Our API supports authenticating using OAuth 2.0. Using it, your integration can access the API on behalf of you or another Appfigures user without using passwords.

Most languages and frameworks have one or more good toolkits or packages to integrate with OAuth 2.0 APIs. If you are using one of those you’ll need to configure it with your API Client’s client_key (also called client_id) and client_secret. You’ll also need to input the below Authorization and Token endpoints.

Summary URLs and Signature Methods

• Client Registration: https://appfigures.com/developers/keys
• Authorization Endpoint: https://api.appfigures.com/v2/oauth2/authorize
• Token Endpoint: https://api.appfigures.com/v2/oauth2/access_token
• Token Revocation Endpoint: https://api.appfigures.com/v2/oauth2/revoke (rfc7009)
• Token Introspection Endpoint: https://api.appfigures.com/v2/oauth2/tokeninfo (rfc7662)
• Supported Grant Types: authorization_code only. (rfc6749 4.1)

Scopes

The following scopes are supported: account:read, account:write, products:read, products:write, public:read, public:write, private:read, private:write

Redirect Urls

A redirect_url is required by both the Authorization and Token Endpoint.
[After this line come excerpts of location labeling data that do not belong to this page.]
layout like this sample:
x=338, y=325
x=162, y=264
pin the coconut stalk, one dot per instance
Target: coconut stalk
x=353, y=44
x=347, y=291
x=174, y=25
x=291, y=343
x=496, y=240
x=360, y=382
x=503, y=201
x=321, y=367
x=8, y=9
It must match a pre-configured redirect URL that is set up in your Appfigures API Client. It MUST be an https url in production. Query string parameters are supported, but they must also match completely. You can set up the redirect urls for an API Client by going to the API Client management page and selecting a client to edit.

No normalization is done on the redirect_url, so the value given must exactly match a valid redirect URL in the API Client configuration.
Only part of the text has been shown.